Deze week zijn er op het graslandperceel van Natuurmonumenten zeven grondboringen gezet en twee opgravingsputten aangelegd. In de opgravingsputten was te zien dat door herhaaldelijk ploegen een sterk gehomogeniseerde bouwvoor (teelaarde) is ontstaan, waarin eventuele akker- of walpakketten uit de brons- en ijzertijd geheel zijn opgenomen.
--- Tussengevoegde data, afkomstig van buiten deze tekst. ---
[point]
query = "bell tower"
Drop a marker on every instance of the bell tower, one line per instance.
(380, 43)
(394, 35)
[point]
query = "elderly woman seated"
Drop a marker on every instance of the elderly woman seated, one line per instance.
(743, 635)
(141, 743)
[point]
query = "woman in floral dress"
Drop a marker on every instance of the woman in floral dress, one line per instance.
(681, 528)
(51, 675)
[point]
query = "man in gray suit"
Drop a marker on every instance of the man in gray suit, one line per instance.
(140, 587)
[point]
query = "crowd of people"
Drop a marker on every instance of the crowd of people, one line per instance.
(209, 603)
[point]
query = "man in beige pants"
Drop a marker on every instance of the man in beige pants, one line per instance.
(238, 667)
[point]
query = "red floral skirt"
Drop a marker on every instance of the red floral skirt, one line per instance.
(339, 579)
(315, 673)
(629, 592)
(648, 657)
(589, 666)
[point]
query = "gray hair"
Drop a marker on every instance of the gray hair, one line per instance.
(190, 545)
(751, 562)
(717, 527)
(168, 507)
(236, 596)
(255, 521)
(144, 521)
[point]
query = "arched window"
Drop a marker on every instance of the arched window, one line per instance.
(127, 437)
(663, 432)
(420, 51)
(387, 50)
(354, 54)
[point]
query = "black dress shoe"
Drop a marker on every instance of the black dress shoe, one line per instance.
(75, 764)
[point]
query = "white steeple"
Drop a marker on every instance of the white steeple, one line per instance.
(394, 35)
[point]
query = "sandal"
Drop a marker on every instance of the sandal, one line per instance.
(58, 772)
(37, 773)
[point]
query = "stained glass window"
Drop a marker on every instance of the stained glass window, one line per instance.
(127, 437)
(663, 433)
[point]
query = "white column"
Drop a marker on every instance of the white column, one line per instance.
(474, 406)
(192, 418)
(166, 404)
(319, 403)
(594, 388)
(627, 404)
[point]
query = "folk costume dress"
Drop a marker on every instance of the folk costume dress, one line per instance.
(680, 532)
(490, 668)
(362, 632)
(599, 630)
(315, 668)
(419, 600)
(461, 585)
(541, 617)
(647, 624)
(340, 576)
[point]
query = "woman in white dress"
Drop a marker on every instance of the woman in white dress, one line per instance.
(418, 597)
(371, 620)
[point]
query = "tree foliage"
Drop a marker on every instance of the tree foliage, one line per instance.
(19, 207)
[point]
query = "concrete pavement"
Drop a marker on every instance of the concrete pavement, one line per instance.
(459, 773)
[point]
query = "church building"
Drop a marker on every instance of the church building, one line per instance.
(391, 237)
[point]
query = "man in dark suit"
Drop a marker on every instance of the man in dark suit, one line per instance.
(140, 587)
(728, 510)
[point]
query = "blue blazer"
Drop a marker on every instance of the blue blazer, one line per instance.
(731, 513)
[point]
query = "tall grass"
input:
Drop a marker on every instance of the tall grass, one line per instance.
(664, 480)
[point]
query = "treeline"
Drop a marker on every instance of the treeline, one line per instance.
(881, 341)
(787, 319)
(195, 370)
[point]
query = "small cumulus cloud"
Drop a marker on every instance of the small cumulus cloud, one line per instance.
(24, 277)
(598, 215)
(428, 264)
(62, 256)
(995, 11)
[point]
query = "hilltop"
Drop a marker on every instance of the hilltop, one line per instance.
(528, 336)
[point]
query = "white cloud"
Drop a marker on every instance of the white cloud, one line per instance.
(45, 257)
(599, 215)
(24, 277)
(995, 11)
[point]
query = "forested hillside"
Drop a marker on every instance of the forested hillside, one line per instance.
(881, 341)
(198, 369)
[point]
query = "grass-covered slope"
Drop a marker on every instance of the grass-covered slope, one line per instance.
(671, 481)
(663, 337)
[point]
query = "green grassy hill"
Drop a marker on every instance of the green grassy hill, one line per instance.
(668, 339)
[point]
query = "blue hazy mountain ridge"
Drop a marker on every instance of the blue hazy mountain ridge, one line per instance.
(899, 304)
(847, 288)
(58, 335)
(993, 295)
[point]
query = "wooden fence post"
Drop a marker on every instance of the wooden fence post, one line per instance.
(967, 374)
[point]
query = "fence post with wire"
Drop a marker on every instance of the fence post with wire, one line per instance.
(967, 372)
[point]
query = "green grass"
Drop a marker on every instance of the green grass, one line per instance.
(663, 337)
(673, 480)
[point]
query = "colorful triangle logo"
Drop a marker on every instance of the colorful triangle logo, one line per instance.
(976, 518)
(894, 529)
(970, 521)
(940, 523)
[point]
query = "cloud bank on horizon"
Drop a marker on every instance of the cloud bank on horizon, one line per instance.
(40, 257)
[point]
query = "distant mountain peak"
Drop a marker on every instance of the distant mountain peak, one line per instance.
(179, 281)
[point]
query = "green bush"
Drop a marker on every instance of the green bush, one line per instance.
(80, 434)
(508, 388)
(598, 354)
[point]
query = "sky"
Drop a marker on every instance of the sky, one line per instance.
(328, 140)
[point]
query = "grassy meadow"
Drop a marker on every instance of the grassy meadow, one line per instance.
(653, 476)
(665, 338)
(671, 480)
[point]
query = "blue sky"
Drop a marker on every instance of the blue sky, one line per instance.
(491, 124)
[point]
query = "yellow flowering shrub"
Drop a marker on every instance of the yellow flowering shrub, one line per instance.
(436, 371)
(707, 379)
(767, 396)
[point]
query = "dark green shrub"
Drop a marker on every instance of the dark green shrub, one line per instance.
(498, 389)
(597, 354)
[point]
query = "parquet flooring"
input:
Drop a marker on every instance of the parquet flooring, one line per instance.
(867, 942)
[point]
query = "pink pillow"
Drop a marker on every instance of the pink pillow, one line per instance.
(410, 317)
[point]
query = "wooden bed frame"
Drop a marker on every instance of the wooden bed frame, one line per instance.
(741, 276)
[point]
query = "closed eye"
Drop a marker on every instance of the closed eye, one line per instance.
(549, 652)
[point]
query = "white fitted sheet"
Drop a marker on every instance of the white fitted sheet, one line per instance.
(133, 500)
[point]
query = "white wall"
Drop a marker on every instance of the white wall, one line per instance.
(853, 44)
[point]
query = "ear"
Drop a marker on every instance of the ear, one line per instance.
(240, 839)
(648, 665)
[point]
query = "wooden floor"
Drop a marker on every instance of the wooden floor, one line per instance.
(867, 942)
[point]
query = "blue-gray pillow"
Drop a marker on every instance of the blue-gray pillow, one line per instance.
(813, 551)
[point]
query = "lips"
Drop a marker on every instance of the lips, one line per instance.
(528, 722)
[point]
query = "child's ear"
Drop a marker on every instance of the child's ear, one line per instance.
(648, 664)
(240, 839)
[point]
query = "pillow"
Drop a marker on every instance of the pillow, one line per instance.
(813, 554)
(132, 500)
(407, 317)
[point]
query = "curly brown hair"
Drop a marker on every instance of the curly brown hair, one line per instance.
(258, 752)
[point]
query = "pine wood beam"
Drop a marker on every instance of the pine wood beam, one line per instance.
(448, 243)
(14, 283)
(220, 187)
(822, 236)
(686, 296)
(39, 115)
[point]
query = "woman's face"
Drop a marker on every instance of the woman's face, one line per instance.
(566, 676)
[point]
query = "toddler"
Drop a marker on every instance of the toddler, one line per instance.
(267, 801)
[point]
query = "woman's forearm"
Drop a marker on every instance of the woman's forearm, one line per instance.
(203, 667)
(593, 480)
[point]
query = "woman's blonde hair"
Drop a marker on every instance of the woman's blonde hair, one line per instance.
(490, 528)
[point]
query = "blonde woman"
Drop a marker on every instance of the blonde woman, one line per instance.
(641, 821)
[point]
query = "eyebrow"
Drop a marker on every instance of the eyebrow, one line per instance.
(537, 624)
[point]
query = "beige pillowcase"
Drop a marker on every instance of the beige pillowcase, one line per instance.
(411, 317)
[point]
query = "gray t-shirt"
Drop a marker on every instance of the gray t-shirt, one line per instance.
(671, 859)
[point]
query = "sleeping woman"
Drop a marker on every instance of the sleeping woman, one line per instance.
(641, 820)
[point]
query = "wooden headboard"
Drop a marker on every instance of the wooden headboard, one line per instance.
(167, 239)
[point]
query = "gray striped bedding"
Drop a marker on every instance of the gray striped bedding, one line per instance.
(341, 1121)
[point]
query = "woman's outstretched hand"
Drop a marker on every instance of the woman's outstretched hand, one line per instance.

Dat betekent dat er daar geen “schone” monsters van oude akkerlagen meer kunnen worden genomen om deze op zaden en stuifmeel van oude geteelde gewassen te onderzoeken. In de foto hieronder is duidelijk te zien dat de scherp begrensde sporen van de keerploeg tot in de top van het keizand (een verweringsproduct van de keileem uit de Saale ijstijd, toen Noord-Nederland door landijs bedekt was) door zijn gedrongen. Het is dan ook niet verbazingwekkend dat in deze putten weinig vondsten zijn gedaan: scherven van aardewerk zullen door het ploegen zelf – maar ook het aan maaiveld brengen ervan, hetgeen de scherven kwetsbaar maakt door vorst en betreding – grotendeels zijn vergaan. Wel worden nog af en toe kleine fragmenten vuursteen gevonden, maar hiervan is nog niet duidelijk of deze voorafgaand of tijdens het gebruik van het raatakkercomplex dateren.